# 2002 Jetta Burns lots of oil!!!! help?



## kidsjetta02 (Oct 2, 2010)

hey all
I have a 2002 Jetta 2.0 with about 73k miles on it 
the car burns oil badly it doesnt smoke, it gets to the point that it gets so low it doesnt read on the dipstick.
the car does not leak oil so I know they tend to burn some oil but to burn almost 5 qts in less than 5,000 miles
What can cause this?
thanks!


----------



## AudiSportA4 (Mar 3, 2002)

Sure. A small group of the 2.0 engines received the rings installed upside down, you might want to check that reference for your VIN. There is no fix for that besides engine work. 

Other mechanical fixes include eliminating any leaks, which can be a large or small job.

By running low, you are actually making the engine condition and whole situation worse in terms of wear. It's not like a gas tank where it doesn't matter if it's full or half or quarter... Once you run down past 50% capacity, you are also damaging the oil in a number of ways, and it's better at that point to drain and refill it with fresh. Don't worry about changing the filter until it's 6k miles or more. You can always remove, drain and re-install a filter with a few 1000 miles on it, esp if you'd rather put the money into a better oil.

As for oil, $2 15w-40 HD oil will be the lowest consumption product in general, but there are also High-Miles oils. I don't know your climate, but that matters a lot how thick or thin an oil you need for winter. If you only see below freezing a few times a winter, 15w-40 is fine. IF you think it's going to get down into the teens F, 10w-40 either plain or in a High-Miles version should still cut your consumption in HALF over a 5w-30. IN a colder climate, 10w-30 High-Miles or one brand of HD oil that comes in 10w-30, Shell Rotella "T5" 10w-30 is available at most WalMarts now. Just quitting buying oil in quarts will save you money!

So, going in to winter, I'd say maybe try the 10w-30 HiMiles (MaxLife, Castrol GTX HM, Pennzoil HM or whatever) with a extra jug of the same brand 10w-40 HM to use as top-off or even custom-blended if you are that into it.

You could also add some 2-cycle oil (TCW-3) to the fuel at 500:1, a little extra the first time.

Another technique is to try and free the caked piston rings a bit by soaking the tops with a mix of light oils and solvent, 2-3oz poured cleanly into the sparkplug holes. Crank the engine w/o plugs, taking care to not let dirt pour back into cylinder w/rags stuffed in or pre-cleaning the area. Let sit overnight, crank some more and then after replacing the plugs if possible do an intake cleaning, a "Seafoam Cleaning" (but Berryman's B-12 is better, some say water is best!). Soaking the crud with solvents (Berryman's, Seafoam, Gumout) and oil (Marvel Myst or even the 2-cycle) allows it to detach from the metals as the oil soaks in rather than trying to dissolve everything.

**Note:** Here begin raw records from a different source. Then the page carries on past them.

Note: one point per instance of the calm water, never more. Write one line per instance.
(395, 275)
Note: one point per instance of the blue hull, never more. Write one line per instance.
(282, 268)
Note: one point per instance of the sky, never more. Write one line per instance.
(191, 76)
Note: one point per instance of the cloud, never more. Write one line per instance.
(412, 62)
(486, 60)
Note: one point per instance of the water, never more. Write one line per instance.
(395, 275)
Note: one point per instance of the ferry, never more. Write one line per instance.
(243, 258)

lmk if you have any more questions. I don't suggest antiquated 20w-50 as a solution over high-tech 15w-40 and I don't think you want to use synth until you have consumption under control, HOWEVER, Mobil 1 High Miles comes in 10w-30 and 10w-40 for $23/5q...overkill for a 2.0, but one of the best products on the market. Climate is important, keep that in mind.


----------



## JoshStoryDesign (Sep 29, 2008)

i have this issue too i just bought that can of Restore for 4cylinder engines. Think that would help? I'm going to add this to the oil change when i do it this weekend


----------



## AudiSportA4 (Mar 3, 2002)

Funny thing about Restore, it just increases engine wear. 
Look at this UOA where a guy added some...











Epic amounts of copper and lead, from the formula, not the engine. Still, all that metal particulate is abrasive. If you have worn parts, it's just wear them down more. It certainly won't be plating up lost metal. Sorry. I'm sure it has some thickener and stuff too, that'll temporarily increase compression or decrease consumption until it shears into sludge.

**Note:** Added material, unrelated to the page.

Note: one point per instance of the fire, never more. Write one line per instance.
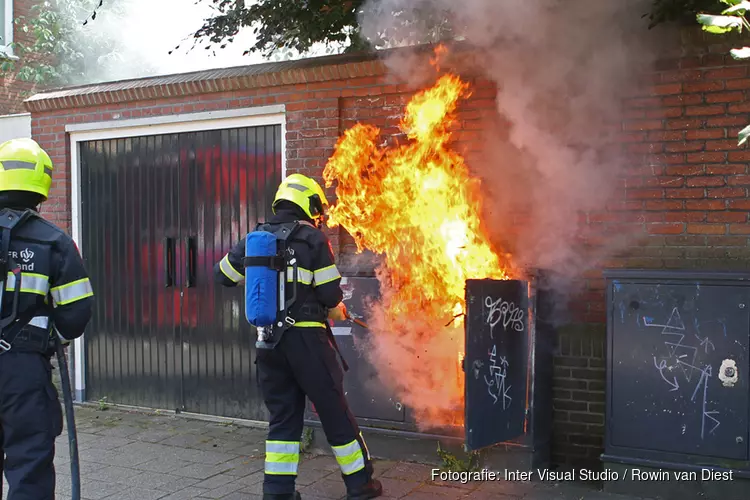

Please don't use Restore, it's the last thing you want in your engine. Adding oil occasionally isn't the worst thing in the world. Consider doing the services I described and I'm sure you'll get a decent result. Quit using cheap 5w-30 too, if you are doing that. It just makes your sticky cyl rings worse as it burns away. All you have to do is free the stuck rings a bit. You can try a normal solvent flush in the old oil for 10 minutes at idle (1q Kero or Diesel) before you drain it out. Then maybe some Auto-rx (.com) in the new oil afterwards.


----------



## JoshStoryDesign (Sep 29, 2008)

AudiSportA4 said:


> Funny thing about Restore, it just increases engine wear.
> Look at this UOA where a guy added some...
> 
> 
> ...



Oh man, nah i use Pennzoil or Castrol 5w30 or 10w30 all the time.


----------



## AudiSportA4 (Mar 3, 2002)

Well then you have the stuck ring issue in combo with mild leaks and such. Just try a HiMiles oil, GTX HM is good and consider the other approachs I described. Any and all are way better than the Restore. You can move up to a 40 weight or a thicker 30 like M1 High Miles. Light 30s can be troublesome in older VAGs once consumption starts. 

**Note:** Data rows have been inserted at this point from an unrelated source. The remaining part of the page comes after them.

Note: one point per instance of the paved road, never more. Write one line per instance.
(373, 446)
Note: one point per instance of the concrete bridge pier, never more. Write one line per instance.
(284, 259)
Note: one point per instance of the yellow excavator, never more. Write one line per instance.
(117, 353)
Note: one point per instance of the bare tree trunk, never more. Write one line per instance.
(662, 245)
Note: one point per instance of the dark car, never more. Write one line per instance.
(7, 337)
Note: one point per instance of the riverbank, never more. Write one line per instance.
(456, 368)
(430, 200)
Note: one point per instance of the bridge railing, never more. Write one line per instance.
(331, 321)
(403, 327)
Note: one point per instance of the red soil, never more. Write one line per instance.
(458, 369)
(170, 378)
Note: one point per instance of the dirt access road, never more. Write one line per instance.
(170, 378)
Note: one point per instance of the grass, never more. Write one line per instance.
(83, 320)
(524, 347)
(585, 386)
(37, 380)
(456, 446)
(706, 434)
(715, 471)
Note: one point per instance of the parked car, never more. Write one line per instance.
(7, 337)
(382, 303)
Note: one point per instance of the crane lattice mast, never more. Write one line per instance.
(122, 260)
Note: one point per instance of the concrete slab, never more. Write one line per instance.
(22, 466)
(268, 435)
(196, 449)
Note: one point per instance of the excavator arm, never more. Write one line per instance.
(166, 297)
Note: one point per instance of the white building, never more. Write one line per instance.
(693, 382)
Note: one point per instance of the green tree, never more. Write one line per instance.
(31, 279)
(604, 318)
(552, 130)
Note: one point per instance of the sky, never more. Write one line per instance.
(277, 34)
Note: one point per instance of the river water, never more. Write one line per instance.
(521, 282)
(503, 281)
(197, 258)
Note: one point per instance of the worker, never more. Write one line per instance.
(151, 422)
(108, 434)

Be sure to check your PCV valve and system too, it's a source of consumption and a lot of other troubles, like dirt ingestion and seal damage.


btw- GTX is typically good at burn-off...


----------



## JoshStoryDesign (Sep 29, 2008)

AudiSportA4 said:


> Well then you have the stuck ring issue in combo with mild leaks and such. Just try a HiMiles oil, GTX HM is good and consider the approach I described. Any and all are way better than the Restore. You can move up to a 40 weight or a thicker 30 like M1 High Miles. Light 30s can be troublesome in older VAGs once consumption starts.
> 
> Be sure to check your PCV valve and system too, it's a source of consumption and a lot of other troubles, like dirt ingestion and seal damage.


will do, yeah mine has 58k only on it. I bought Pennzoil 10x30 already so the next chnage i'll try the high mileage one in 10w40.


----------



## AudiSportA4 (Mar 3, 2002)

AudiSportA4 said:


> You could also add some 2-cycle oil (TCW-3) to the fuel at 500:1, a little extra the first time.
> 
> Another technique is to try and free the caked piston rings a bit by soaking the tops with a mix of light oils and solvent, 2-3oz poured cleanly into the sparkplug holes. Crank the engine w/o plugs, taking care to not let dirt pour back into cylinder w/rags stuffed in or pre-cleaning the area. Let sit overnight, crank some more and then after replacing the plugs if possible do an intake cleaning, a "Seafoam Cleaning" (but Berryman's B-12 is better, some say water is best!). Soaking the crud with solvents (Berryman's, Seafoam, Gumout) and oil (Marvel Myst or even the 2-cycle) allows it to detach from the metals as the oil soaks in rather than trying to dissolve everything.



...and freeing the ring pack.


but I forgot what a pita the plugs are to get to in the 2.0. At least try the solvent flush in the old oil.


----------